Il s’assit sur le fauteuil en plastique. Léa, à ses côtés, entrelaça ses doigts aux siens.

— Il s’est passé tellement de choses, dit-elle doucement.

— Raconte-moi tout.

Pendant que Charles nettoyait le vase, retirant les anciennes fleurs fanées avec soin, Léa lui parla de l’entretien, de Durval, de l’essai, de la journée blanche. Elle évita les détails trop sombres, mais il comprit vite.

— Ce type… c’est quoi son problème ? Il t’a traitée comme une stagiaire sans valeur ?

— Non. Pire. Comme un objet utile, un outil qu’on teste avant usage. Il est… intelligent, mais froid. Tu sens qu’il attend que tu fasses un faux pas pour te broyer.

Charles fronça les sourcils.

— Tu peux pas rester là, Léa. Pas si ça devient malsain.

— J’ai pas le choix. Maman a encore trois séances. Les médicaments coûtent une fortune. Et le loyer… Émilie a besoin de stabilité.

Il serra sa main plus fort. Son regard se radoucit.

— Je vais t’aider. Je suis là maintenant.

Elle baissa les yeux.

— J’ai appris à ne pas compter sur les promesses.

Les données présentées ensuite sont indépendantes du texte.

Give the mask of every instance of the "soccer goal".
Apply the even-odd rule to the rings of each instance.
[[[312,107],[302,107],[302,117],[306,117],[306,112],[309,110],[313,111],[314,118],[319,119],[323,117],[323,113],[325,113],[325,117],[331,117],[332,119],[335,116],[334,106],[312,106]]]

Il resta silencieux un moment.

— C’est pas une promesse, Léa. C’est un rappel. Tu n’es pas seule.

Corinne toussota doucement, attirant leur attention.

— Si je puis me permettre… vous êtes adorables, mais je veux pas que ma chambre d’hôpital devienne un théâtre de mélodrames.

Tout le monde rit doucement.

— Alors, Charles, dit-elle, t’as trouvé du travail ici ?

— Pas encore, madame. Mais j’ai quelques contacts. Je suis sur le coup.

— Un homme qui change des fleurs et prend soin de ma fille ? Je lui mets 10 sur 10, dit-elle en clin d’œil à Émilie.

La petite rit, puis grimpa sur les genoux de sa mère.

— Maman, tu crois que quand tu sortiras, on pourra faire un pique-nique, juste nous quatre ?

— Bien sûr, ma puce. Même si je dois me traîner en fauteuil roulant, on ira.

Quand l’heure des visites toucha à sa fin, Charles proposa de raccompagner Léa et Émilie chez elles. Dehors, le vent s’était levé. Les feuilles mortes tourbillonnaient autour d’eux.

— Tu sais, dit Léa, en regardant la route, parfois j’ai l’impression que ma vie c’est une corde raide. Et qu’on a oublié de m’attacher.

— Alors laisse-moi au moins marcher dessous. Pour te rattraper si tu tombes.

Elle ne répondit pas. Mais serra sa main.

Et ce soir-là, pour la première fois depuis longtemps, elle dormit profondément.